This is my old neighborhood; I grew up near there.    Maybe it's me, but it seems like when stuff like this happens in Da Burgh, it's usually in that area.  
​


----------



## CoryKS (Aug 5, 2009)

Excerpts from his blog here.  In reading his thoughts, I was reminded of the chapter on Control in Steven Pearlman's "The Book of Martial Power", in which he discussed how those who lash out against others do so in an attempt to establish a sense of control over things that are beyond their influence.  

Sounds like he got caught up in a feedback loop of negativity.  "Women don't like me," he thinks, and grows more negative and cynical, and of course women don't like negative and cynical men so they like him even less, etc.  He got caught up in bad personal philosophy and blames others for responding to it.


----------



## celtic_crippler (Aug 5, 2009)

CoryKS said:


> Excerpts from his blog here. In reading his thoughts, I was reminded of the chapter on Control in Steven Pearlman's "The Book of Martial Power", in which he discussed how those who lash out against others do so in an attempt to establish a sense of control over things that are beyond their influence.
> 
> Sounds like he got caught up in a feedback loop of negativity. "Women don't like me," he thinks, and grows more negative and cynical, and of course women don't like negative and cynical men so they like him even less, etc. He got caught up in bad personal philosophy and *blames others* for responding to it.


 
Interesting assessment. I'm sure the decline of values relating to personal responsibility is at the root of many of these type crimes. It's always _somebody elses fault_ in Western society...

... I don't have a problem with these murderers killing themselves, I just wish they'd do that *first*.


----------



## bekkilyn (Aug 5, 2009)

What a whiner.

Chances are, if he had a long-term girlfriend or wife, he'd be spending all of his time whining about her and blaming her for everything.


----------



## grydth (Aug 5, 2009)

I read the blog via a link to the New York Post website. Chilling. This guy was a seething mass of hatred and lifelong frustration. Felt rejected and uncertain, which he blamed on his family. Even though he felt there must be something wrong with him, he wound up attacking others. Spent a lot of time on his "Exit Plan".

Convinced himself that he could commit mass murder and still go to heaven. Yeah.

I once worked with someone quite like this.


----------



## Carol (Aug 5, 2009)

Talk about your killer workouts 

(please forgive the bad taste)


----------



## Flea (Aug 5, 2009)

I'm not going to read the blog - I just don't see any personal benefit in my doing so.  But one thing I don't get is this: wouldn't he have had readers, or wouldn't someone at least have had _access_ to it before the fact?  If so, where were they?  

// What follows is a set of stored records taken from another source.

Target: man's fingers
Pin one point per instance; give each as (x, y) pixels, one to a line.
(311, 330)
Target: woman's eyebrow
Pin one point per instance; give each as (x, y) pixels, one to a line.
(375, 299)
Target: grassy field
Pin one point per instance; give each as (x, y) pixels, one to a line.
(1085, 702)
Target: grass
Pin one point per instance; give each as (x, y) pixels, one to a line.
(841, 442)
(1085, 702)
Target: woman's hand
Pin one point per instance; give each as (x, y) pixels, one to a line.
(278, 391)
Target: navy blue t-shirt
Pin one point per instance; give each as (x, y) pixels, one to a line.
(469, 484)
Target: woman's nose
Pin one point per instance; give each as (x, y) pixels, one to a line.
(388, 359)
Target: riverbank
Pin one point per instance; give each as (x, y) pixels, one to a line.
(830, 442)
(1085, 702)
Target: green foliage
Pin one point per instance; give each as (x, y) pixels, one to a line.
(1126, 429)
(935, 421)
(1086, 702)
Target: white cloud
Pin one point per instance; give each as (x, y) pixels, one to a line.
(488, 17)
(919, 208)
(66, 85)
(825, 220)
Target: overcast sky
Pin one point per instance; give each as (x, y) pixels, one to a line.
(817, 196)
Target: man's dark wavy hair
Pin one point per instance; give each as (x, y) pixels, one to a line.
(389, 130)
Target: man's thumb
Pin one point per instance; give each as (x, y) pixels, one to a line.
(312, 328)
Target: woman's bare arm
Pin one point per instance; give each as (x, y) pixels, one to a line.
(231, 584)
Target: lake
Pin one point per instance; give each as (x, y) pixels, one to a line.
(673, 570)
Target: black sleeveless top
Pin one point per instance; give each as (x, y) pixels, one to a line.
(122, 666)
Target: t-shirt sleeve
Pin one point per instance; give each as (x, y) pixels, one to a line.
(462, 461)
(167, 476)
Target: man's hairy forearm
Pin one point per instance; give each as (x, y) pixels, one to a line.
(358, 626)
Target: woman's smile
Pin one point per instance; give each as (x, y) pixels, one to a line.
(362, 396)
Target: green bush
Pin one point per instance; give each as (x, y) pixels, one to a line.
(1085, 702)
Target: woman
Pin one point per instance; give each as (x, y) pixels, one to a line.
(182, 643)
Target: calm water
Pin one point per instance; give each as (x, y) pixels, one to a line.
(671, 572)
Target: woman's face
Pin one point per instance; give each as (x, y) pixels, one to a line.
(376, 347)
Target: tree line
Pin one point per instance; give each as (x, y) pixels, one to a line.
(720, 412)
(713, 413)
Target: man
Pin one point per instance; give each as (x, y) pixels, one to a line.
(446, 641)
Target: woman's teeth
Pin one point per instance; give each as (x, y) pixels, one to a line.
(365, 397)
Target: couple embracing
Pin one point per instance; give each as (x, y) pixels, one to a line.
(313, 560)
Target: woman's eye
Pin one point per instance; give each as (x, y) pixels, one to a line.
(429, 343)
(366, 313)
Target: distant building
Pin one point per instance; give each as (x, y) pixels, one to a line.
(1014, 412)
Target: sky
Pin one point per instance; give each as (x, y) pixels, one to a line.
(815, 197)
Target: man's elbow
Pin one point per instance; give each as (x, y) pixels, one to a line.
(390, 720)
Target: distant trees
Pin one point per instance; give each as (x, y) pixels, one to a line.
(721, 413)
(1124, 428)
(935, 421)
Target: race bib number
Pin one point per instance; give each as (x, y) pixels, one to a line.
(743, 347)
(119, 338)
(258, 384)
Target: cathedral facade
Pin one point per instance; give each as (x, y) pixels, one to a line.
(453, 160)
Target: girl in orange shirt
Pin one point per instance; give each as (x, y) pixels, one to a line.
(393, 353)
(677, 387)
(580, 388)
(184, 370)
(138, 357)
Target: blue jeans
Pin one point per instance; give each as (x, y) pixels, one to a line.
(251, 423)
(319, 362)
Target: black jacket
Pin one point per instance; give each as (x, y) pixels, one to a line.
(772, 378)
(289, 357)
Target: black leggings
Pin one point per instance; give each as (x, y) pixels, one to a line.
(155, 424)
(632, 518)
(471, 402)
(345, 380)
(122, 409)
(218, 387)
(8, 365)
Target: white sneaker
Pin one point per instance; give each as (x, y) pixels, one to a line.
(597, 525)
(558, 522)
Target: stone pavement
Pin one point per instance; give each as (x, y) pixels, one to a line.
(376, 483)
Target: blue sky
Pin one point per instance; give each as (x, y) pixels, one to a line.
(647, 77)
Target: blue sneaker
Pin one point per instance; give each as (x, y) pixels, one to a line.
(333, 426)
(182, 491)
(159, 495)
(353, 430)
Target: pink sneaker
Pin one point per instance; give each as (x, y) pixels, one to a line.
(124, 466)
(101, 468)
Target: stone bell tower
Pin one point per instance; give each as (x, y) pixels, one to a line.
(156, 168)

It's always easy to see the dominoes lined up after something like this happens, but most people don't go out of their way to publicize their intentions like this.  Ultimately the responsibility lies with Sodini because he went out of his way to make his decisions.  But with such a public buildup, it seems like a lot of people dropped the ball.  Of course not having read the blog I don't know whether it was a closed format ... but even so.

I've met mysogynists like this, and I can always smell them a mile away.  No wonder he couldn't get a date.  He offered up the ultimate justification for all the women who rejected him (whether it was actual or perceived on his part.)  It would be interesting to see what form his reincarnation takes, if one believes in that ...


----------



## MA-Caver (Aug 5, 2009)

I still can't figure out why these morons can't just kill themselves in the privacy of their own homes... ALONE!


----------



## bekkilyn (Aug 5, 2009)

Flea said:


> I'm not going to read the blog - I just don't see any personal benefit in my doing so.  But one thing I don't get is this: wouldn't he have had readers, or wouldn't someone at least have had _access_ to it before the fact?  If so, where were they?

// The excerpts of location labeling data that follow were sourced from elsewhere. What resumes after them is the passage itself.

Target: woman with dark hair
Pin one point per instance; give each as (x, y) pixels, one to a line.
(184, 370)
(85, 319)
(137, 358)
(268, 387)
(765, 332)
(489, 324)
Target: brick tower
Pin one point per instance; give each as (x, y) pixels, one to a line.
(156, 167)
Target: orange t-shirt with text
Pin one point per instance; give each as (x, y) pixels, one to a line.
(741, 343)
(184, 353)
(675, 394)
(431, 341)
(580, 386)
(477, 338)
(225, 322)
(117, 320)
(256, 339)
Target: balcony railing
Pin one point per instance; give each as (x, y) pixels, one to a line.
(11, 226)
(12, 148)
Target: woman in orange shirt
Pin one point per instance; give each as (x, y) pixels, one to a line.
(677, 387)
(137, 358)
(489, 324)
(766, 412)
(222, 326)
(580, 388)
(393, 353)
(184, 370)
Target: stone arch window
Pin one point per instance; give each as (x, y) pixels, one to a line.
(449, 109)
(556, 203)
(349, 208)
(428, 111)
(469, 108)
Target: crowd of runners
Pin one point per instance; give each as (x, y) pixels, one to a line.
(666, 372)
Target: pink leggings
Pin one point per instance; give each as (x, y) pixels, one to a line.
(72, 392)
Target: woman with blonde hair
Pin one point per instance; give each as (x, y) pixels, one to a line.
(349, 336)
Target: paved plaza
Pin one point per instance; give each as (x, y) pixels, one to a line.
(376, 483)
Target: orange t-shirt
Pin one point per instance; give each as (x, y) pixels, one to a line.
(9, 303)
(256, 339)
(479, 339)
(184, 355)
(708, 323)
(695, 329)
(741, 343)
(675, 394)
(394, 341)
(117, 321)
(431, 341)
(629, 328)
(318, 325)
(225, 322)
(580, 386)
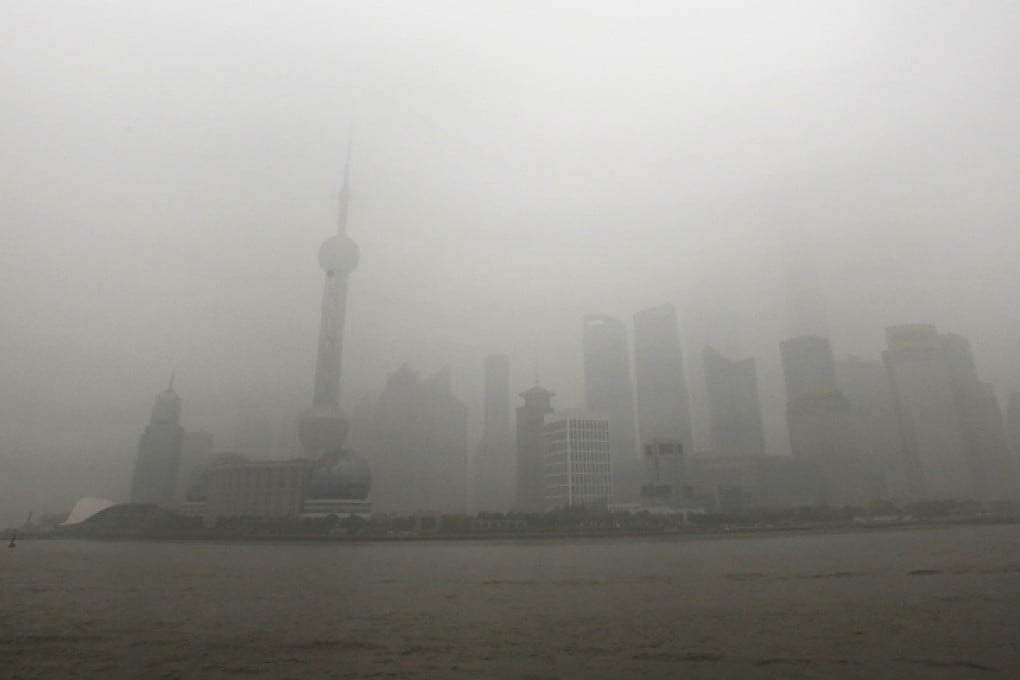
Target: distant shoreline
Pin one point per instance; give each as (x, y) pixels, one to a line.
(522, 535)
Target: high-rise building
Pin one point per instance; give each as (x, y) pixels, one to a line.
(323, 428)
(494, 469)
(1013, 423)
(953, 429)
(338, 473)
(866, 384)
(820, 421)
(806, 309)
(255, 436)
(159, 453)
(608, 388)
(418, 447)
(664, 474)
(734, 408)
(531, 449)
(196, 456)
(577, 469)
(663, 400)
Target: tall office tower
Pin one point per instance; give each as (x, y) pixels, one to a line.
(664, 474)
(950, 420)
(531, 449)
(159, 453)
(419, 446)
(577, 470)
(1013, 423)
(196, 455)
(447, 439)
(608, 388)
(866, 384)
(820, 421)
(806, 309)
(734, 408)
(663, 401)
(991, 461)
(323, 428)
(494, 469)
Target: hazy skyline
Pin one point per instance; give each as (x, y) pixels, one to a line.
(171, 168)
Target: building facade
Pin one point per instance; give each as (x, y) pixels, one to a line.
(158, 459)
(577, 465)
(733, 406)
(530, 466)
(609, 388)
(493, 469)
(663, 399)
(820, 421)
(950, 420)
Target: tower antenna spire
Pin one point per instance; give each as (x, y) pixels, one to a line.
(345, 190)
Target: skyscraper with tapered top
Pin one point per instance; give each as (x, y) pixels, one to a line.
(159, 452)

One of the news articles I read mentioned this aspect. They weren't sure if the guy had the blog posted publicly for the entire 9 months or if it was private up until just before the time of the incident.


----------



## CoryKS (Aug 5, 2009)

Flea said:


> I'm not going to read the blog - I just don't see any personal benefit in my doing so. But one thing I don't get is this: wouldn't he have had readers, or wouldn't someone at least have had _access_ to it before the fact? If so, where were they?


 
A poster over on Fark mentioned that:



> here's the extent of this man's isolation:
> 
> he had a "blog" on the internet, linked to his name, in which he journaled his innermost deranged thoughts and documented his plans for mass murder.
> 
> and no one knew. except him.


 
Assuming that it was up all this time and he didn't just throw it up there recently.


----------



## zDom (Aug 6, 2009)

Hindsight is 20/20, they say. Maybe if it was visible before the fact, people interpreted it as a suicidal (sans homicides) exit plan.

Thank God he was a horrible shot or this tragedy could have been much worse: he shot, what?, 36 rounds and only killed 3?

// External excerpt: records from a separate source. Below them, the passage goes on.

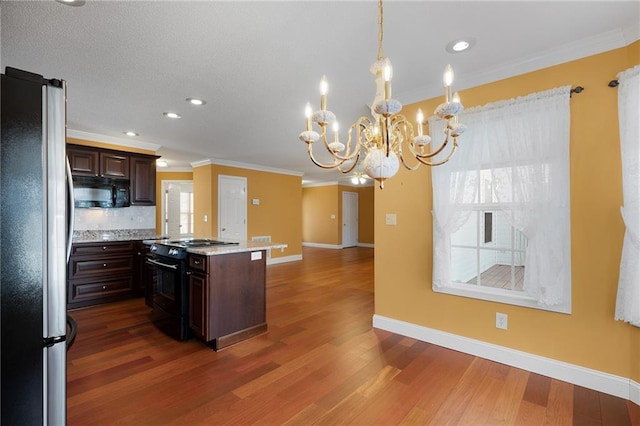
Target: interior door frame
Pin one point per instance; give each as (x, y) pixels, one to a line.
(163, 184)
(243, 179)
(353, 196)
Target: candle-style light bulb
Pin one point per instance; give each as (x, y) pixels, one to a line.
(324, 87)
(447, 78)
(420, 120)
(307, 113)
(388, 73)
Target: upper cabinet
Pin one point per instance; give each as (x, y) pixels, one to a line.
(139, 169)
(114, 165)
(143, 180)
(87, 161)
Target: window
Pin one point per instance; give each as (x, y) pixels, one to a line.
(177, 206)
(627, 306)
(486, 250)
(501, 221)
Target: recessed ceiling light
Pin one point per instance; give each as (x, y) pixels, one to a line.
(72, 2)
(196, 101)
(460, 45)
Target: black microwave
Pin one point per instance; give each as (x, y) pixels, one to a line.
(100, 192)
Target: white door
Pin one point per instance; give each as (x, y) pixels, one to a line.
(177, 208)
(232, 208)
(349, 219)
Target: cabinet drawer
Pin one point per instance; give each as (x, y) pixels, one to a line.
(80, 291)
(82, 268)
(102, 248)
(198, 263)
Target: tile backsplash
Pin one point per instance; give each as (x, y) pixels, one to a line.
(121, 218)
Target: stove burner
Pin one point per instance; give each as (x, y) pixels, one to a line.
(200, 242)
(177, 249)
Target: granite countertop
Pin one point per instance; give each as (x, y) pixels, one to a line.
(242, 246)
(106, 235)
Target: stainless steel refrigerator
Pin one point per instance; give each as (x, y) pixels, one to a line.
(36, 222)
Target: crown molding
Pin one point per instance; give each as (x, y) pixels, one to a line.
(94, 137)
(583, 48)
(218, 162)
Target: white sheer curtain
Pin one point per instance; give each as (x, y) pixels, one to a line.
(628, 300)
(525, 142)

No disrespect to the 3 lost, just saying it could have been 10 or 20 or 30 if he had trained for this murder spree instead of just planned for it.

I wonder how many would have died if he chose a machete instead of hanguns. I would think more, not fewer, casualties.


----------



## Empty Hands (Aug 7, 2009)

zDom said:


> Thank God he was a horrible shot or this tragedy could have been much worse: he shot, what?, 36 rounds and only killed 3?



Read it again: he turned out the lights.


----------



## zDom (Aug 7, 2009)

Empty Hands said:


> Read it again: he turned out the lights.



Ahh my bad.

In THAT case it was also poor planning 

Thank God he was stupid (tactically) in addition to being mentally ill.


----------



## CoryKS (Aug 7, 2009)

zDom said:


> Ahh my bad.
> 
> In THAT case it was also poor planning
> 
> Thank God he was stupid (tactically) in addition to being mentally ill.


 
Or maybe he couldn't bear to watch himself killing people.  I'm told it's a hard thing to do.


----------



## Empty Hands (Aug 7, 2009)

zDom said:


> Thank God he was stupid (tactically) in addition to being mentally ill.



It depends on his purpose.  As Cory points out, he might have had difficulty doing it.  His blog mentions that he was having difficulty, and had "chickened out" several times before without going through with it.  He may also have been trying to terrify everyone more, prevent easy escape, prevent them from attacking him, or some other nutty reason.


----------